Barrera: This was the first time it was offered to Trinidad and Tobago. It was at the invitation of the host government. There are always natural and man-made threats so it is important that we go through this together and take advantage of this opportunity and also solidify our relationship with Trinidad and Tobago.
Wired868: Any particular reason you chose Trinidad and Tobago now?
Barrera: Well, [Trinidad and Tobago is] a strong regional partner but, as far as any specific reason, I don’t have those at this point.
Wired868: Can you give me any idea of the cost of the exercise and whether it comes out of whatever budget the US already has for Trinidad? Or is it something separate and additional?
Barrera: I can’t say the total cost but I can tell you that we are footing the bill. We are paying for their stay and food and the majority of it so it won’t be detrimental to the Government of Trinidad and Tobago.
Weekes: Minimal cost to Trinidad.
Wired868: And this is a separate budget and not taken from aid already assigned to Trinidad?
Barrera: Absolutely correct.
Weekes: This is part of the training budget.
Wired868: I noticed that we intend to share what we have learnt with the rest of the region. How will that work?
Weekes: Our energy sector is the most advanced in the region, […] We will be able to share information in terms of some of the issues that would have come up [during the exercise]. That would make their [progress] a little easier. Military share information all the time; that is common. We are hoping that as we go through the Fused Response, we will be able to share the poignant lessons learned with our neighbouring islands.
Wired868: And speaking of rumours—in light of the incident during our Carnival season—can you say whether there are more US intelligence officers operating in Trinidad at present? Has there been a spike? And was the US involved at all in those [“terrorism”] arrests for Carnival?
Barrera: So, as the Colonel pointed out, we are going to talk about the Fused Response. (Pauses) One thing you hear the Chargé [Jim McIntyre] say that is absolutely true: in mature democracies, intelligence is shared all the time and that is just what happens. And we work closely with Trinidad and Tobago on all kinds of safety and security issues. That is all I can say.

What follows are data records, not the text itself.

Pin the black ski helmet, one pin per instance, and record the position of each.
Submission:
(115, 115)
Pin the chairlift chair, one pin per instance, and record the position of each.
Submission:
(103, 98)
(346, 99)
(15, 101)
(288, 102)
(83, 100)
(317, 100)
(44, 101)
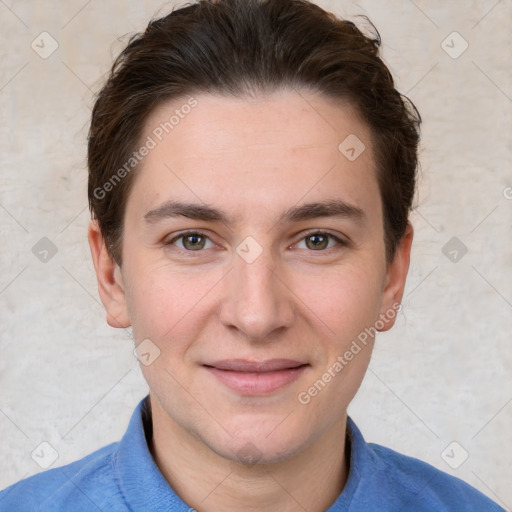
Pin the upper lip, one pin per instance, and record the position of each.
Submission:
(243, 365)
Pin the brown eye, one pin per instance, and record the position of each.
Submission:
(320, 242)
(191, 242)
(317, 241)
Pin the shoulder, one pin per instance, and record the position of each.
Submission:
(420, 486)
(84, 485)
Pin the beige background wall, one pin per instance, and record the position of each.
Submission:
(443, 374)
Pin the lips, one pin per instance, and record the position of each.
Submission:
(256, 377)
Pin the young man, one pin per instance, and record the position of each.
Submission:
(251, 171)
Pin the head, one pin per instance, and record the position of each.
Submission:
(251, 172)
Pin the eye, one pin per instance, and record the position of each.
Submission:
(320, 241)
(191, 241)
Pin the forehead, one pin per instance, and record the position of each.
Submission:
(263, 153)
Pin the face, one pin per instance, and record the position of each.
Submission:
(253, 259)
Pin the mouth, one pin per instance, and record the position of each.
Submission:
(256, 377)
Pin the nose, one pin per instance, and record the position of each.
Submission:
(256, 299)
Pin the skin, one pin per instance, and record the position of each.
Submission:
(254, 158)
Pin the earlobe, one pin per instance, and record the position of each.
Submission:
(109, 278)
(396, 276)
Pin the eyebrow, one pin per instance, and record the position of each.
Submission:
(330, 208)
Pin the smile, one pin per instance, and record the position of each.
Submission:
(256, 378)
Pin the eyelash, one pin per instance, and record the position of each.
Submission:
(340, 243)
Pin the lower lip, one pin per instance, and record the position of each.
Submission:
(261, 383)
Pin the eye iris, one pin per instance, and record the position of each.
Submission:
(318, 242)
(193, 242)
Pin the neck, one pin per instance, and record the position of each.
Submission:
(309, 480)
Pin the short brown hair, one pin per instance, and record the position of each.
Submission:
(238, 47)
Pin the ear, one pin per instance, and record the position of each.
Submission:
(110, 279)
(394, 285)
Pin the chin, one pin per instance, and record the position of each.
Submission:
(251, 445)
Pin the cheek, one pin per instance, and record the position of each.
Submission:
(168, 305)
(345, 300)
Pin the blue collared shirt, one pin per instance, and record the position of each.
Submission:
(123, 477)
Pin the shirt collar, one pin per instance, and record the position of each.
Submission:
(143, 486)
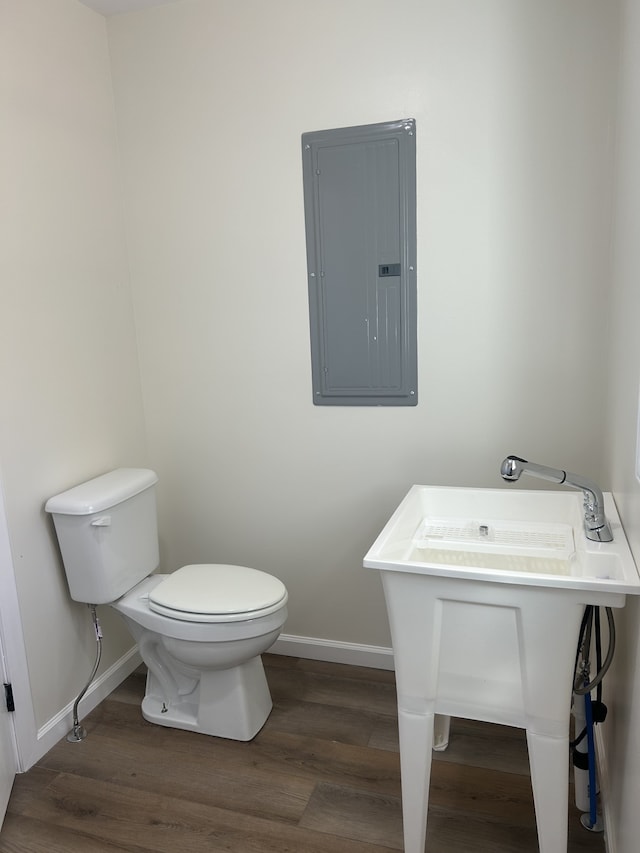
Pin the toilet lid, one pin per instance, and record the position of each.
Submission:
(215, 592)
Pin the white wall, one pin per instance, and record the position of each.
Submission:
(71, 402)
(513, 102)
(621, 732)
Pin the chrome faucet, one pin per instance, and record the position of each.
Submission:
(596, 526)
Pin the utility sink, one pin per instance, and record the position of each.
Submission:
(485, 592)
(504, 536)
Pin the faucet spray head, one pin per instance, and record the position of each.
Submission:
(512, 467)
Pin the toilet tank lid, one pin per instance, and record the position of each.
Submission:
(102, 492)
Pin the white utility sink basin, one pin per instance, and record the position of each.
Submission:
(485, 592)
(504, 536)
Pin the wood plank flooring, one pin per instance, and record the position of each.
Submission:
(323, 776)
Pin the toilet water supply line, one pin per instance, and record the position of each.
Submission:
(78, 732)
(588, 712)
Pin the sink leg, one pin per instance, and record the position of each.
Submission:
(548, 759)
(416, 743)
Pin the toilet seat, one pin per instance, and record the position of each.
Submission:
(217, 593)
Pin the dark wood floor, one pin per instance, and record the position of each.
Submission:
(321, 777)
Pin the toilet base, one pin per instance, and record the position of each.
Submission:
(230, 703)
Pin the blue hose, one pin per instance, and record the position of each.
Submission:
(591, 751)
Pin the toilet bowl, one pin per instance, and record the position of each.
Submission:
(205, 676)
(200, 630)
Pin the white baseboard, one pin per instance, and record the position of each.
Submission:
(355, 654)
(59, 726)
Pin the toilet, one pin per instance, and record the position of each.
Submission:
(200, 630)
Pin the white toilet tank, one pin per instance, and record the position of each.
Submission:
(108, 533)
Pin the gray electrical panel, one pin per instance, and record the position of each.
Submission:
(360, 215)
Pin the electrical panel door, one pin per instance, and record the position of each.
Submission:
(360, 199)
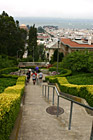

Weekes: (Chuckles) In addition to the exercise, we have a community health caravan which is something fairly common for the Defence Force. We have now targeted the population centres closest to the areas where we will be operating to have the blood sugar and blood pressure testing and those kinds of community things that we normally do as a matter of course.
(The Defence Force Community Health Caravan offered free blood pressure testing, massages, blood glucose and cholesterol testing, rapid HIV testing and general practitioner (doctor) services in Couva, Sangre Grande and Princes Town during the past week).
Wired868: Can you explain why this is part of the Defence Force’s mandate and what role it plays in your interaction with the public?
Weekes: Community outreach is part of what we do. At the end of the day, your Defence Force is here to serve you. We have medical professionals here in the Defence Force and […] these people are trained to serve Trinidad and Tobago. This is just another way for us to provide a service that we have developed within our rank and file with our public of Trinidad and Tobago.
We normally have one major health caravan during the year at our headquarters and two other iterations of our roving caravan during the year.
Wired868: And will the US troops leave with Jack Warner?
Weekes and Barrera: Hahahahaha!
Public Administration Communications Manager Charlene Stuart: Lasana, you are not going to get an answer to that one!
Weekes, Barrera and Wired868: Hahahaha!
Weekes: Fused Response is all about the crisis response [and] the planning cycle. It is not related to anything that we may want it to be related to. […] It is not just a military exercise; we are exercising our Police Service too and we are exercising our intelligence too and those types of things so nothing to be alarmed about. It is just us trying to better ourselves for the public of Trinidad and Tobago.